Everyone on the farm shares everything: chores, clothes, sleeping quarters. It’s common to lay next to a couple as they have intercourse. Within that, there is a definite hierarchy. The male members of the family exert control, acting as enforcers for Patrick’s rules. It trickles all the way down to the dining room table; men eat first, women get leftovers. In a vaguely ominous line, Martha tells a newcomer who asks about the lack of baby girls, “We only house boys.” That evening, Martha drugs the newcomer’s drink and prepares her for the same “first night” ritual that resulted in her own rape before. The rape scene is also shown: she is awakened from her sleep to find Patrick forcefully thrusting into her.
Worse yet is the role women play in continuing the abusive system. Following Martha’s sexual assault, multiple women comfort her with platitudes and gaslighting. With smiles and glassy eyes, they swoon, “You’re lucky. I wish I could have my first time again.” “You have to trust me that it was good. We have all been there, and we wouldn’t still be here if it wasn’t good. We all love each other very much.” Durkin succeeds in depicting the line between love and possession, and the manipulation that blurs it. Martha’s transition from independent person to commodity (and her stumbling efforts to re-adjust after her escape) is fully believable as a result. These experiences all taint her sense of reality, and so seeing manifestations of that from bed-wetting to a lack of boundaries, is heartbreaking but understandable.

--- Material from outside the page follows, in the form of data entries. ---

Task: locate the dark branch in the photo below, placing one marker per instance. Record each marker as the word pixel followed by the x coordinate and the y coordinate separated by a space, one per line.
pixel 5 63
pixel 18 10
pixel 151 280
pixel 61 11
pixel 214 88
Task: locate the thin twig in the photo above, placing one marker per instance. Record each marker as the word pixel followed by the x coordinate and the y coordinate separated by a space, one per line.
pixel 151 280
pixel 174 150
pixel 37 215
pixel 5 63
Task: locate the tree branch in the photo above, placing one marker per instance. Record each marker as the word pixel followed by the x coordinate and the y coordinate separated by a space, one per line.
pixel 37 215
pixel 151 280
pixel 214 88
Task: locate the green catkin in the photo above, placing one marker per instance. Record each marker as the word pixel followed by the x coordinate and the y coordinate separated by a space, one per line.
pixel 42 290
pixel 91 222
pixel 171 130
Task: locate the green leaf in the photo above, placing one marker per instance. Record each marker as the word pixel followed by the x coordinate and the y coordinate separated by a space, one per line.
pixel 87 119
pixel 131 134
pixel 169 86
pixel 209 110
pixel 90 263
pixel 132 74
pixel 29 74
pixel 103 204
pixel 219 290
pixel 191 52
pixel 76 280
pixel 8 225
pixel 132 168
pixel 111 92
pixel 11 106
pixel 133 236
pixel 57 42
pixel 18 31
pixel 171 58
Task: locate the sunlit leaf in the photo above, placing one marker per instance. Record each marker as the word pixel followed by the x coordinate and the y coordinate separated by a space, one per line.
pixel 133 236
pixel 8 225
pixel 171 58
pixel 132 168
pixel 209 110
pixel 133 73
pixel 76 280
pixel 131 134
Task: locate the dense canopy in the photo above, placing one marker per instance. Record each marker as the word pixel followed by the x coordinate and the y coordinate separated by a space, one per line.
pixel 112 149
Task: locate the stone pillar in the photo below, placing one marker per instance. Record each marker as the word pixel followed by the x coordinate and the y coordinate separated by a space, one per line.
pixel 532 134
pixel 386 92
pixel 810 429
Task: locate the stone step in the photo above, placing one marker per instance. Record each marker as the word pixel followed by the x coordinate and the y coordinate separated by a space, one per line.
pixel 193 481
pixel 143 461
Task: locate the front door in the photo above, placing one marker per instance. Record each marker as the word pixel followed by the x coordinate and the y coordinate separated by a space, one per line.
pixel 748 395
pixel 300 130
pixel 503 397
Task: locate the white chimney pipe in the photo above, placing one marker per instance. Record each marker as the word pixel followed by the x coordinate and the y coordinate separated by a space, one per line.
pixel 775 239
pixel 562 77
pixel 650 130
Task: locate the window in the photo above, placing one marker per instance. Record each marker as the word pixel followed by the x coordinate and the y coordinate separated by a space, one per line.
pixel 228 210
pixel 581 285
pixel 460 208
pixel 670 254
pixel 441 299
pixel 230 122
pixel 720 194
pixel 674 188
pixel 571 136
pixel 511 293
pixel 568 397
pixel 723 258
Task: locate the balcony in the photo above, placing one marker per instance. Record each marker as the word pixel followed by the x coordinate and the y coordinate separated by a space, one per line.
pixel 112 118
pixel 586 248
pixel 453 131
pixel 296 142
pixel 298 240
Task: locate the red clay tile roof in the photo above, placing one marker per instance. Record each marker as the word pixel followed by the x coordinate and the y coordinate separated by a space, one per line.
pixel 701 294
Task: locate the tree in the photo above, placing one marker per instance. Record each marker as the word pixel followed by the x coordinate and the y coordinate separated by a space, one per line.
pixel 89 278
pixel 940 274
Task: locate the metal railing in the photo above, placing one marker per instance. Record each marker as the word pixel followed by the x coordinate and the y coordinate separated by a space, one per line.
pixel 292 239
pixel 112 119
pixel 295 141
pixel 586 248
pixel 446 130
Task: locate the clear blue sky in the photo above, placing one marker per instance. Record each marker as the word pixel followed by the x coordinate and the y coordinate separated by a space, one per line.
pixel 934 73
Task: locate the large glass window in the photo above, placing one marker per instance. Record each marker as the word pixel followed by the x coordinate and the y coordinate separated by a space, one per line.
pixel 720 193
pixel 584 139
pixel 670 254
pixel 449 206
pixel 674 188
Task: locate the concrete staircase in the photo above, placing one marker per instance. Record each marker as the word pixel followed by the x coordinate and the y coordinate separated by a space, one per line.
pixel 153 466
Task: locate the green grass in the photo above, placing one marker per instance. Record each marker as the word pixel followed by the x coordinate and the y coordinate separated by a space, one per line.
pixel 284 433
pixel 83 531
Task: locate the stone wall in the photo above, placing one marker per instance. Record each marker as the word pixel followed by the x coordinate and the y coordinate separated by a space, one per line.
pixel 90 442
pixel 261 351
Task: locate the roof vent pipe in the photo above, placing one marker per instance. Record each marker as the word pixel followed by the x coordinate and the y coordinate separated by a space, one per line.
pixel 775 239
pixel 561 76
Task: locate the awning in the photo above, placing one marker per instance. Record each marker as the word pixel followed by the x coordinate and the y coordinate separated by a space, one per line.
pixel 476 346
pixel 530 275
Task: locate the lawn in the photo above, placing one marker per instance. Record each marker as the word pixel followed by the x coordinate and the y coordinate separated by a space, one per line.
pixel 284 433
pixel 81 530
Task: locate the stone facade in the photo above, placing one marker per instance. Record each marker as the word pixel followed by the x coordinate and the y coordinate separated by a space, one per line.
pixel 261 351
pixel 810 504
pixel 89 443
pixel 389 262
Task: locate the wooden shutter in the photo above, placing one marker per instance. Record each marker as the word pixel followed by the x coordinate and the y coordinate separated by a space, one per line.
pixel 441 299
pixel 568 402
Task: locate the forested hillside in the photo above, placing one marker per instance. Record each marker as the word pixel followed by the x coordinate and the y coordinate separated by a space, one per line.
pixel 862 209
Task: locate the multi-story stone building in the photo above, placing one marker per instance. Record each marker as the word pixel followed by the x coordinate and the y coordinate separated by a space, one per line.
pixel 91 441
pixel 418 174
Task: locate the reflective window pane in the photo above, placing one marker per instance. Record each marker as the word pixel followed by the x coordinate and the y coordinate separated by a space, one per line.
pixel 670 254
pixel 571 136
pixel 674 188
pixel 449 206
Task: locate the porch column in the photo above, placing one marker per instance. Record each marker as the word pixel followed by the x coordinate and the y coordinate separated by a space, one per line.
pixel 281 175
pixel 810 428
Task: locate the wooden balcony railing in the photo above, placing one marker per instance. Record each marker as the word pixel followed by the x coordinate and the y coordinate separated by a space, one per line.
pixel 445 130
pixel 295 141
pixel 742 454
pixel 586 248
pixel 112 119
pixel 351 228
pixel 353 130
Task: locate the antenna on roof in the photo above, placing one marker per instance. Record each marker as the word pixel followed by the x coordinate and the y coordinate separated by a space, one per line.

It’s the same uniquely feminine horror that permeates Rosemary’s Baby, a film made by a man (Roman Polanski) fifty-one years ago. Rosemary Woodhouse (played by Mia Farrow in top form) possesses what her neighbor Minnie Casetevet calls a “healthy, young” body, and thus makes a perfect candidate to bear the devil’s child. Her sleazy husband Guy (John Cassavetes) pimps her out to a satanic coven in their Manhattan apartment in exchange for the stardom he’s forever craved. After serving her drugged dessert, Guy lays her down in bed and steps aside as the devil rapes his wife. It’s a surreal nightmare of a sequence, entirely subjective through Rosemary’s eyes. The next morning, she awakens with claw marks along her back which is dismissed as being hot to trot on Guy’s part. “I didn’t want to miss baby night” he croons, showing her his freshly-clipped fingernails. The fact that his supposed marital rape is shrugged off with a bit of side-eye from Rosemary and nothing more adds further disgust to the whole ordeal. There may be witches and devils and conspiracies, but for many women viewers, the source of dread is located specifically in the horror of having one’s body appropriated towards someone else’s endgame.
These horror films resonate because they tap into a vast human experience, and in many cases, a feminine one. For many women, our bodies are at times foreign, rebellious and parasitic. But they are our own, and nothing is scarier than losing than ownership.